ジェットコースターの年齢制限を撤廃する方法  

(2013年9月10日作成
9月21日修正)


 別ブログ「中性浮力と無重力」の後半部分は判りにくかったようだ。(私の勘違いもあって修正した。)同じ原理なのだがテーマを変えてみた。



 遊園地の絶叫マシーンとも呼ばれるジェットコースターは一般人が容易に大きな加速度を経験できる施設である。最大加速度は3G程度のものから6Gを越えるものまで作られている。上図はシュワルツコフ社のシャトル・ループと呼ばれるコースターである。駆動はカタパルト式で水平部分で出発時に加速される。ある遊園地のものは出発の1.8秒後に時速180Kmに達するということである。従って、最大の加速度は出発時に掛かるものと考えられる。カタパルトの作動中は座席の背中に押される方向で4G程度、垂直ループを登る瞬間は座席の下向きに3G程度かかりそうである。

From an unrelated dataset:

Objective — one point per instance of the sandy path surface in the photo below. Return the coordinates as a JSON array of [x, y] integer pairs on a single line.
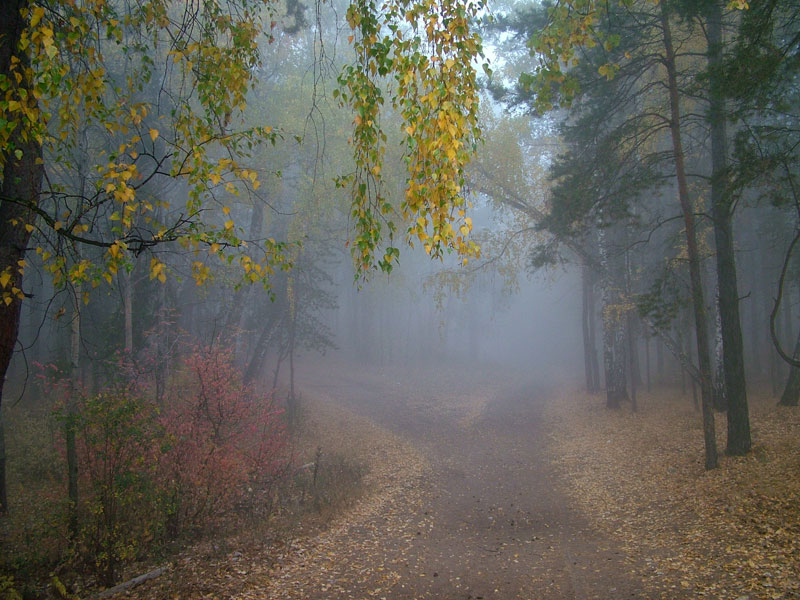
[[478, 514]]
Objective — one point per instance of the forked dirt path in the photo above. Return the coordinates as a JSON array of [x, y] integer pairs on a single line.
[[484, 518]]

 人間は3G、4G程度の加速度なら数分続いてもどうにか耐えられる。遊園地のジェットコースターでは高いGが掛かるのはわずか数秒である。それでも、顔は引きつり、両手のこぶしを握り締めることであろう。富士急ハイランドのFUJIYAMAは54歳までの年齢制限まである。高年齢者の心臓に負担がかかることを危惧しているのだろう。しかし、差別であることに変わりない。このような制限は撤廃してしまおう。

 実は、もっと高いGのかかるジェットコースターであっても平気でいられる方法がある。つまり潜水者が深い海でも何の苦も無く泳げるように中性浮力を利用するのである。人間の体を構成する物質の比重は殆ど水の比重と同じ1である。重量と浮力を完全に平衡させた状態を中性浮力というのだが、中性浮力の実現に拘る必要はない。正確に調整するまでもなく人間の体は始めから大体のところ水とバランスする。ほぼ中性浮力の状態にあるので、水中にいれば加速度を体の負荷として受けることは殆どないのだ。空気で満たされた肺の部分はアクアラングのレギュレータが自動的に調節する。

 ジェットコースターを少し改造して、乗客席に人間がどっぷり浸かれる丈夫な水タンクを取り付ける。乗客はこの水タンクの中に呼吸用のアクアラングをつけて入り、水を満たしてから水がこぼれぬよう蓋も閉める。Gのかかる方向は判っているので、水タンクに水が漏れないように空気抜きの穴を開けておく。

 このような水タンクごとジェットコースターに乗れば、3Gの加速度がかかった時でも水圧は少し増えるだけである。水深1,2mの深さで潜水しているのと変わらない。5Gでジェットコースタが加速されても、水深数mでの潜水に相当するだけである。アクアラングをつけて水タンクに入っている人は加速度の違いを少しも感じることはない。この程度なら、耳抜きの出来ない人でも頭が痛くて耐えられないことにはならぬだろう。

 ジェットコースターでなくロケットであっても同じである。10G以上の加速度を出すロケットは有人用ロケットとして使うのは難しいが、宇宙飛行士を潜らせた水タンクごと打ち上げるのであれば有人仕様のロケットになり得る。 

(注) ジェットコースターの水タンクにしても有人仕様のロケットに搭載する水タンクにしてもそのタンクの上面から下面に向けて圧力差が生じる。圧力差のある水中であっても、中性浮力の状態であることは変わらないので、水の中に浸かっていればGを感じることはないという意味である。